O ACNUR destaca vários acontecimentos em 2021 como significativos para o aumento do número de pessoas deslocadas, nomeadamente a tomada do poder pelos Taliban no Afeganistão, na sequência da qual 2,7 milhões de pessoas foram forçadas a deslocar-se para o interior do país e para países vizinhos; o conflito na região de Tigray, na Etiópia, que provocou a deslocação de pelo menos 2,5 milhões de pessoas dentro do seu país; a situação política em Myanmar, que resultou em 1,2 milhões de pessoas deslocadas; um crescimento de mais de meio milhão de pessoas deslocadas da Venezuela, e os conflitos na República Democrática do Congo, na Nigéria, no Sudão do Sul, na Síria e no Iémen, que provocaram o aumento de entre 100.000 a 500.000 pessoas deslocadas internamente durante o ano.

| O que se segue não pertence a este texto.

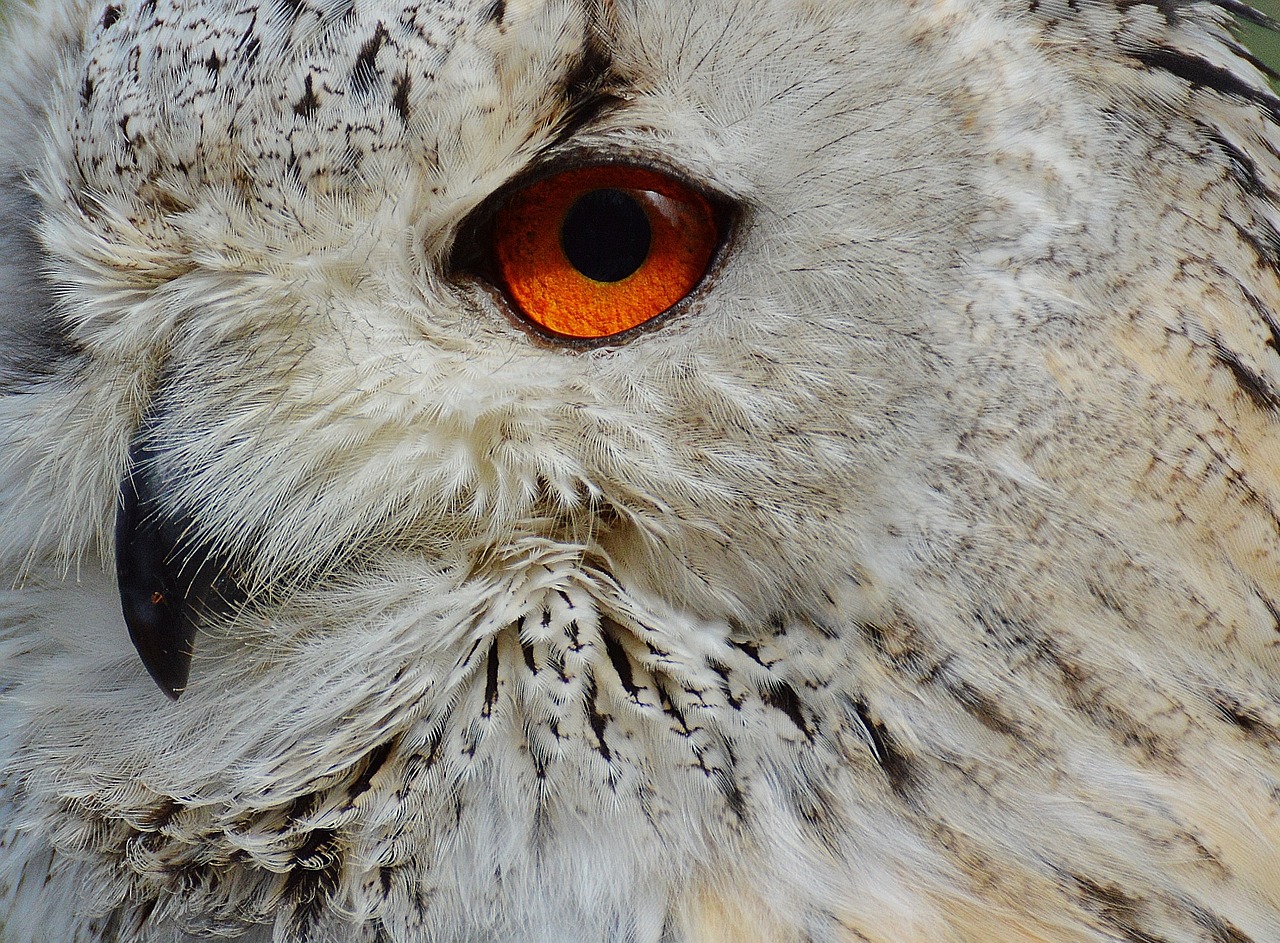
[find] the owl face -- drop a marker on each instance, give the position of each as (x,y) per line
(763,471)
(295,269)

Guerra na Ucrânia: o mais rápido aumento massivo de deslocamento forçado de pessoas desde a Segunda Guerra Mundial
A dramática situação existente no final de 2021, em que acima de um por cento da população mundial – ou 1 em cada 88 pessoas – foi forçada a deslocar-se, adensou-se na sequência da guerra na Ucrânia, com cerca de sete milhões de ucranianos deslocados dentro das fronteiras do seu país[2] e mais de 8,4 milhões de refugiados a abandonar a Ucrânia com destino a outros países[3]. A par desta crise, durante os primeiros meses de 2022, também no Burkina Faso e em Myanmar se registou um aumento de deslocamentos forçados de pessoas, tendo até final de junho deste ano sido ultrapassado o marco mundial de 100 milhões de pessoas forçadas a abandonar o seu país ou local de origem.

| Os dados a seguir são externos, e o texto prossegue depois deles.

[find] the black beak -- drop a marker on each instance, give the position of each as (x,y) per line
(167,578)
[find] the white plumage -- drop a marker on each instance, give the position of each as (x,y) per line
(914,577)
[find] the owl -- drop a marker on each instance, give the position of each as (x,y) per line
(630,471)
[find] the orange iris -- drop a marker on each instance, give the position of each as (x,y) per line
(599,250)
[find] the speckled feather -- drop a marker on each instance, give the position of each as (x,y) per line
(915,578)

Como resposta ao elevado número de pessoas em fuga da Ucrânia, desde o início da invasão russa a 24 de fevereiro, a União Europeia concedeu estatuto de proteção temporária a todas as pessoas com nacionalidade ucraniana. Esta medida, absolutamente necessária tendo em conta o volume de pessoas em fuga, representa, no entanto, uma exceção no tipo de resposta que a União Europeia e os Estados Membros têm estado disponíveis para dar em diferentes momentos, em que um elevado número de pessoas procuraram proteção na Europa, ao longo dos últimos anos. O tratamento desigual de pessoas à procura de asilo, com base na sua nacionalidade ou local de origem, por motivos culturais, religiosos ou raciais, constitui uma violação grave dos direitos humanos e colide com os princípios mais elementares de resposta a emergência e de proteção de pessoas vulneráveis.

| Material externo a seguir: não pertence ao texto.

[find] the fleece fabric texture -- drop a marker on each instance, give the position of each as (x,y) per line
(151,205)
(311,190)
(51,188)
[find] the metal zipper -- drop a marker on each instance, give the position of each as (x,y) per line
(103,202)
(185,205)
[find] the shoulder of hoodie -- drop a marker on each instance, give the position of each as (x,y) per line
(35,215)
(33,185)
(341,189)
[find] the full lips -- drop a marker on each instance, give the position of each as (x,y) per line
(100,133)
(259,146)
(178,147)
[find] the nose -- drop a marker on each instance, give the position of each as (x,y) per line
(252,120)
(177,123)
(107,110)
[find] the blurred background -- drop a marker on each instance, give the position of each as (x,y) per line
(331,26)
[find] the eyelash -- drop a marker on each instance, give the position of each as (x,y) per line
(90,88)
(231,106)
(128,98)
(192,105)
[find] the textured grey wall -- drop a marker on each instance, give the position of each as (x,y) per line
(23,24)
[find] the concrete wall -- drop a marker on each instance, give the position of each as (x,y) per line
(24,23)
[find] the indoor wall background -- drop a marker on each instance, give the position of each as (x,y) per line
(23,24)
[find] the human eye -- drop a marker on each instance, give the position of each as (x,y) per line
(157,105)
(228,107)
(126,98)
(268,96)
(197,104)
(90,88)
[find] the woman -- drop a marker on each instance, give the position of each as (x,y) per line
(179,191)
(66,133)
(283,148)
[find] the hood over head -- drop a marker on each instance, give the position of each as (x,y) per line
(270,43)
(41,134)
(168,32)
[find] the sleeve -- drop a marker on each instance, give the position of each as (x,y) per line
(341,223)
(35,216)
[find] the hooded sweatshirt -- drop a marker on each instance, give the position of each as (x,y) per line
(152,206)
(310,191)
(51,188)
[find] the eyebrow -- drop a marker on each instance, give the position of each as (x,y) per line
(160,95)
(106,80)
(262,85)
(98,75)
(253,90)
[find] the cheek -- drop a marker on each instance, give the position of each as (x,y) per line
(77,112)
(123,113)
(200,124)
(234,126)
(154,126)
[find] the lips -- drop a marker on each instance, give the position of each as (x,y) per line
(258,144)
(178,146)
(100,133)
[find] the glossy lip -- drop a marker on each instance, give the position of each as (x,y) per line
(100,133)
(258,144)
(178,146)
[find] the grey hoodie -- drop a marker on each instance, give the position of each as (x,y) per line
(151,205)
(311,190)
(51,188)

Assim, na data em que mais uma vez se assinala o Dia Mundial do Refugiado, urge apelar à União Europeia e aos Estados Membros que garantam a existência de vias seguras de trânsito para todas as pessoas em fuga, uma receção e acolhimento dignos para todas e todos e o apoio à sua integração no país de acolhimento, independentemente do seu país de origem. A resposta positiva e solidária observada um pouco por toda a Europa relativamente aos refugiados/as ucranianos/as, incluindo em Portugal, deve por isso alargar-se a todas as pessoas que são forçadas a fugir e procurar proteção noutros países. Precisamos de enquadramento legal e meios de financiamento suficientes para que a reinstalação destas pessoas seja garantida, permitindo que possam encontrar soluções dignas e promissoras para o seu futuro e, ao mesmo tempo, contribuir para as comunidades em que vivem.
[1] Dados relativos ao período entre janeiro e dezembro de 2021.